All Project Officers are teachers in their first five years of teaching; they have been teaching long enough to know what it was like learning to surf the waves of stress and anxiety as a beginning teacher and can still relate to those just trying to stand up on the board.
The time beginning teachers spend with Project Officers on school visits is possibly one of the only times in the year when they can have a conversation about why they should invest in their careers though membership or why Gonski must be achieved to help disadvantaged kids achieve their potential.
On school visits, another source of encouragement, as new educators, is the opportunity to meet principals who not are not only passionate and long-standing Federation members but have been doing inspiring work to ensure students in their schools become successful learners.
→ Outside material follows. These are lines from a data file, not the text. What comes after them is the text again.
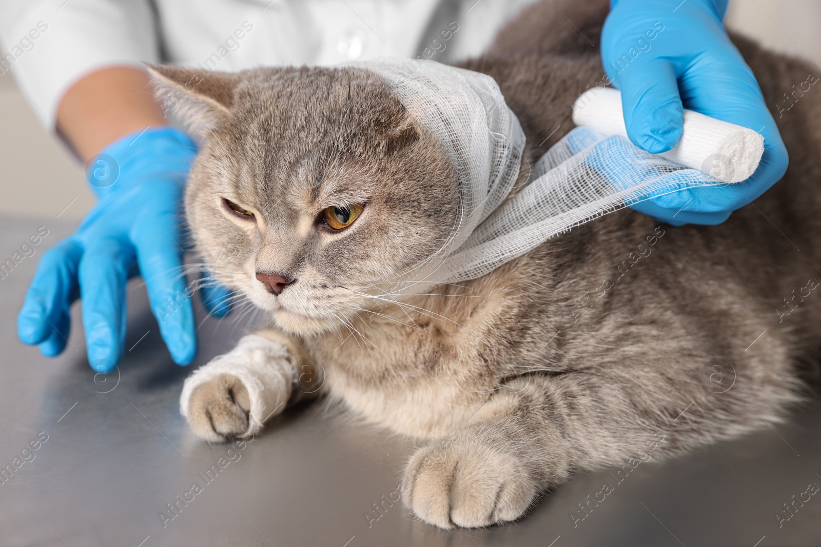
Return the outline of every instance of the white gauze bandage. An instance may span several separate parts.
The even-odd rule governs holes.
[[[244,436],[257,433],[265,420],[285,409],[295,381],[288,350],[282,344],[259,335],[247,335],[230,352],[186,378],[180,395],[180,413],[187,416],[194,390],[220,374],[236,376],[248,390],[251,408]]]
[[[408,276],[410,280],[400,281],[394,294],[417,291],[412,285],[419,283],[475,279],[601,215],[666,194],[725,184],[699,171],[713,171],[716,166],[709,162],[692,168],[706,148],[677,147],[677,157],[688,161],[688,167],[641,150],[619,131],[577,127],[535,165],[525,166],[531,171],[527,185],[506,201],[519,175],[525,134],[493,78],[433,61],[388,57],[347,66],[384,79],[416,121],[442,140],[458,177],[461,210],[452,237]],[[603,108],[608,116],[621,116],[621,101]],[[688,114],[686,127],[693,126],[695,119],[696,129],[704,129],[701,118]],[[742,147],[739,153],[732,146],[722,148],[723,136],[743,128],[712,122],[718,125],[707,125],[710,139],[704,142],[715,153],[727,153],[740,162],[735,170],[739,175],[748,171],[748,163],[754,171],[754,146]]]
[[[626,137],[621,92],[604,87],[588,89],[573,103],[573,123]],[[760,134],[686,108],[681,138],[672,149],[658,155],[722,182],[741,182],[759,166],[764,152]]]

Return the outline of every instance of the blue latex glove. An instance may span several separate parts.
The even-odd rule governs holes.
[[[126,281],[139,272],[174,361],[196,353],[194,313],[181,275],[181,210],[195,144],[182,131],[156,127],[126,135],[91,162],[88,180],[99,201],[71,237],[40,260],[17,317],[17,333],[48,357],[65,349],[69,308],[83,300],[89,362],[110,372],[126,338]],[[204,287],[206,289],[206,287]],[[227,312],[226,289],[202,294],[215,314]]]
[[[720,224],[787,171],[787,155],[755,77],[722,25],[728,0],[612,0],[602,61],[621,91],[627,134],[658,153],[681,136],[683,107],[759,131],[764,153],[746,180],[631,206],[675,225]]]

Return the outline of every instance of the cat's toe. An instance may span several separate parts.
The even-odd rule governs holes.
[[[188,424],[205,440],[225,442],[248,431],[250,406],[248,390],[240,379],[221,374],[191,394],[186,413]]]
[[[477,527],[516,520],[537,494],[519,459],[480,444],[420,449],[403,484],[405,504],[443,528]]]

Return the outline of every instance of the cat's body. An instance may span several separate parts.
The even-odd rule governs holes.
[[[572,128],[572,102],[604,78],[595,48],[564,20],[553,17],[553,3],[529,8],[502,31],[488,55],[464,65],[498,82],[527,136],[525,164]],[[602,7],[594,7],[568,4],[562,11],[577,23],[587,21],[582,30],[595,37],[601,16],[593,11],[600,13]],[[758,76],[768,105],[774,107],[793,83],[813,72],[805,63],[763,52],[746,40],[736,44]],[[287,86],[298,88],[300,79],[315,82],[318,74],[324,81],[328,74],[328,69],[291,71],[283,72],[289,75],[277,80],[277,85],[291,89],[291,99],[298,107],[305,99]],[[172,90],[174,82],[182,84],[190,75],[179,69],[163,72]],[[226,97],[224,88],[239,81],[232,78],[236,77],[226,76],[230,85],[223,81],[217,91],[204,86],[206,99],[195,101],[199,108],[225,111],[205,116],[218,135],[212,140],[220,142],[206,144],[190,184],[188,214],[198,245],[218,272],[222,271],[223,281],[251,294],[257,303],[270,295],[249,289],[259,284],[246,279],[254,268],[259,271],[260,263],[273,262],[282,267],[278,257],[296,257],[286,261],[297,272],[285,276],[297,278],[294,288],[283,285],[278,297],[270,296],[286,303],[268,308],[275,322],[293,333],[270,335],[292,355],[295,385],[285,394],[296,401],[299,397],[294,394],[311,391],[297,389],[300,381],[306,381],[300,373],[308,371],[308,381],[322,383],[321,391],[369,422],[433,439],[414,455],[404,481],[406,502],[424,520],[445,527],[512,520],[539,491],[566,480],[574,470],[629,464],[649,454],[663,457],[760,428],[765,421],[783,416],[787,407],[799,399],[796,363],[817,358],[821,335],[821,294],[814,280],[821,279],[816,269],[821,267],[821,194],[815,188],[821,177],[821,129],[811,121],[821,119],[821,101],[812,93],[779,120],[784,122],[779,129],[791,153],[787,175],[722,225],[659,226],[624,210],[553,239],[482,278],[440,285],[430,294],[404,296],[401,304],[389,299],[363,300],[370,311],[351,312],[334,324],[325,317],[305,323],[278,307],[291,305],[285,299],[287,291],[301,294],[296,287],[302,279],[312,284],[304,290],[314,292],[300,298],[310,302],[333,299],[350,290],[341,280],[345,271],[323,271],[316,264],[327,259],[314,258],[319,251],[311,250],[311,245],[317,249],[341,245],[341,239],[310,243],[310,226],[286,219],[287,212],[276,213],[282,216],[277,221],[290,223],[297,234],[294,240],[301,243],[289,240],[282,230],[274,234],[272,227],[273,212],[287,208],[280,202],[306,192],[304,182],[288,185],[288,177],[300,179],[302,169],[310,173],[313,164],[305,158],[323,141],[321,135],[313,141],[306,137],[302,148],[294,144],[284,158],[260,159],[277,149],[268,134],[314,134],[316,129],[295,123],[286,130],[277,127],[276,121],[266,127],[265,116],[276,109],[274,103],[260,101],[264,94],[254,91],[253,84],[241,93],[234,87],[234,96]],[[355,75],[351,78],[355,83]],[[260,76],[259,81],[273,80]],[[328,89],[327,98],[306,93],[312,98],[305,103],[303,121],[315,120],[310,109],[328,109],[323,101],[337,100],[333,86]],[[338,99],[340,104],[347,104],[351,94]],[[256,110],[249,106],[255,100],[259,103]],[[374,104],[381,104],[378,100],[363,108],[375,108]],[[396,105],[379,108],[388,112]],[[255,114],[249,116],[249,112]],[[227,121],[228,112],[245,117]],[[428,166],[427,171],[417,178],[438,173],[447,179],[448,168],[435,143],[418,128],[418,134],[408,138],[402,132],[402,114],[397,112],[385,115],[397,117],[399,129],[386,130],[393,133],[385,153],[398,156],[384,165],[398,162],[397,172],[407,171],[408,178],[414,179],[408,166],[415,165],[412,153],[424,152],[425,161],[418,163]],[[777,112],[774,116],[778,119]],[[236,142],[226,142],[232,139]],[[402,156],[403,146],[410,155]],[[352,157],[359,157],[356,153]],[[219,219],[215,215],[222,214],[211,203],[214,193],[232,188],[227,180],[242,178],[227,175],[232,169],[226,166],[230,162],[224,154],[246,154],[252,166],[269,162],[259,179],[264,184],[255,190],[253,180],[246,178],[231,194],[242,194],[244,185],[243,205],[255,207],[257,227],[240,225],[244,219],[224,218],[214,226]],[[277,171],[277,162],[287,168]],[[350,171],[342,170],[337,179],[342,180]],[[278,187],[270,182],[271,173],[276,172],[283,180]],[[394,210],[405,212],[408,209],[403,207],[416,203],[420,215],[411,217],[408,224],[433,222],[435,203],[456,199],[452,181],[440,185],[424,186],[432,195],[419,203],[407,195],[379,198],[382,190],[374,186],[377,189],[368,189],[369,196],[376,197],[369,198],[368,207],[378,212],[392,203]],[[319,189],[300,198],[306,208],[314,207],[312,200],[323,191],[322,184],[310,188]],[[401,185],[391,189],[402,190]],[[258,197],[257,203],[250,203],[249,196],[255,192],[277,199],[265,202]],[[206,199],[211,200],[207,205]],[[376,222],[375,214],[359,222],[370,226],[365,223]],[[380,214],[392,214],[391,209]],[[435,215],[449,222],[453,209],[442,204]],[[241,231],[232,235],[231,222]],[[430,230],[415,231],[411,226],[412,233],[404,237],[417,240],[417,250],[424,254],[441,241],[439,228],[432,225]],[[399,225],[371,228],[383,235],[379,241],[384,242],[402,237],[397,231],[401,229]],[[343,237],[364,238],[364,230]],[[418,259],[408,250],[413,245],[403,247],[396,241],[395,246],[386,244],[382,249],[401,256],[392,271]],[[359,244],[367,248],[362,251],[366,264],[351,268],[367,277],[370,274],[364,272],[373,269],[374,261],[388,259],[379,254],[377,244],[363,240]],[[240,246],[252,248],[243,254]],[[350,248],[355,247],[340,247],[331,256],[352,260],[346,254]],[[272,253],[277,258],[270,258]],[[245,269],[231,271],[226,264],[232,261]],[[314,269],[305,273],[309,267]],[[247,427],[246,401],[241,384],[231,378],[214,380],[191,397],[189,422],[206,438],[241,434]]]

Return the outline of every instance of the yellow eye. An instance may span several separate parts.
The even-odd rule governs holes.
[[[237,205],[236,203],[235,203],[234,202],[232,202],[232,201],[231,201],[229,199],[225,199],[223,198],[222,201],[225,203],[225,204],[228,207],[229,209],[231,209],[232,211],[233,211],[235,212],[237,212],[237,213],[239,213],[241,215],[245,215],[246,217],[253,217],[254,216],[253,212],[251,212],[250,211],[248,211],[247,209],[243,209],[241,207],[240,207],[239,205]]]
[[[322,220],[334,230],[342,230],[350,226],[362,212],[362,204],[346,206],[334,206],[323,209]]]

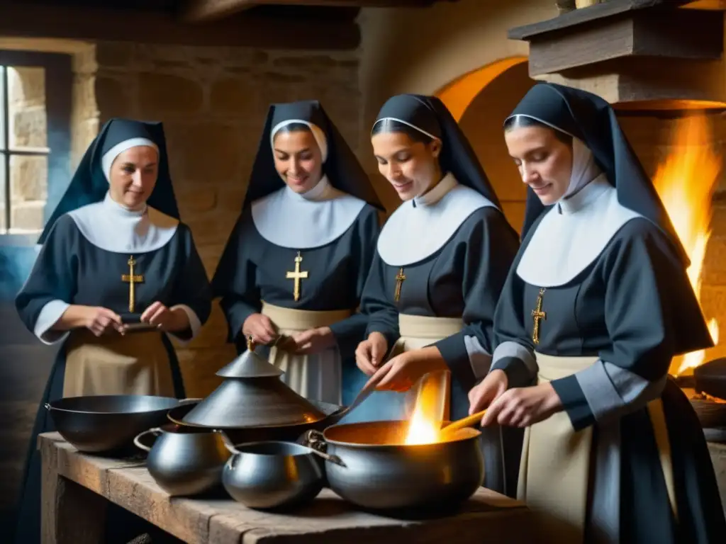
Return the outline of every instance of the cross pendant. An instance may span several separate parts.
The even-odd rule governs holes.
[[[134,313],[136,308],[136,292],[134,286],[136,284],[144,282],[144,276],[142,274],[134,274],[134,267],[136,265],[136,260],[134,255],[129,257],[129,273],[121,274],[121,281],[129,284],[129,311]]]
[[[547,312],[542,311],[542,295],[544,294],[545,290],[544,287],[539,288],[537,307],[532,310],[532,318],[534,320],[534,328],[532,329],[532,342],[535,345],[539,343],[539,321],[542,319],[547,321]]]
[[[401,267],[399,273],[396,276],[396,292],[393,293],[393,300],[396,302],[401,300],[401,287],[403,287],[404,279],[406,279],[406,275],[404,273],[403,267]]]
[[[298,302],[300,300],[300,281],[308,279],[308,271],[306,270],[300,271],[300,263],[302,262],[303,257],[298,251],[298,256],[295,257],[295,271],[287,272],[285,276],[287,279],[291,279],[294,281],[293,284],[293,297],[295,299],[295,302]]]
One principal of a primary school told us he changed the school hours, in consultation with teachers and the community, to conclude lessons at lunchtime in the hope it would lower the suspension rate. The school, at the time of our visit, had not suspended a single student that year. These conversations served to foster our ongoing drive to improve the learning outcomes of our students once we were back in the classroom.
The Semester 2 Project Officers for 2016, Tim Davis Frank, Kate Jackson, Adam Picken and I set clear financial goals for each term.
Days started at 6.45am in the Gonski car, heading out from Federation in Surry Hills to schools on the very outskirts of the Sydney region, and our days ended well after 6pm, making calls to potential members about the benefits of membership and helping teachers update their memberships.
We visited educators on the Central Coast and presented seminars about how to gain and maintain accreditation at Beginning Teacher Conferences in Arrawarra, Tamworth and Leeton.
One of the highlights of being a Project Officer, as well as being a part of the New Educators Network (NEN), was flying to Perth to attend the AEU National NEN Conference in Perth. Workshops in recruiting, how to address discrimination against LGBTIQ colleagues in the workplace, and how to campaign effectively, provided invaluable practical strategies for our activism.
In 2016, the Project Officers brought $1,366,602 in memberships to Federation through conversations that not only inspired hundreds of teachers to see the benefits of solidarity but to keep teaching in the public system. This is vital for Federation and crucial for the future of our kids.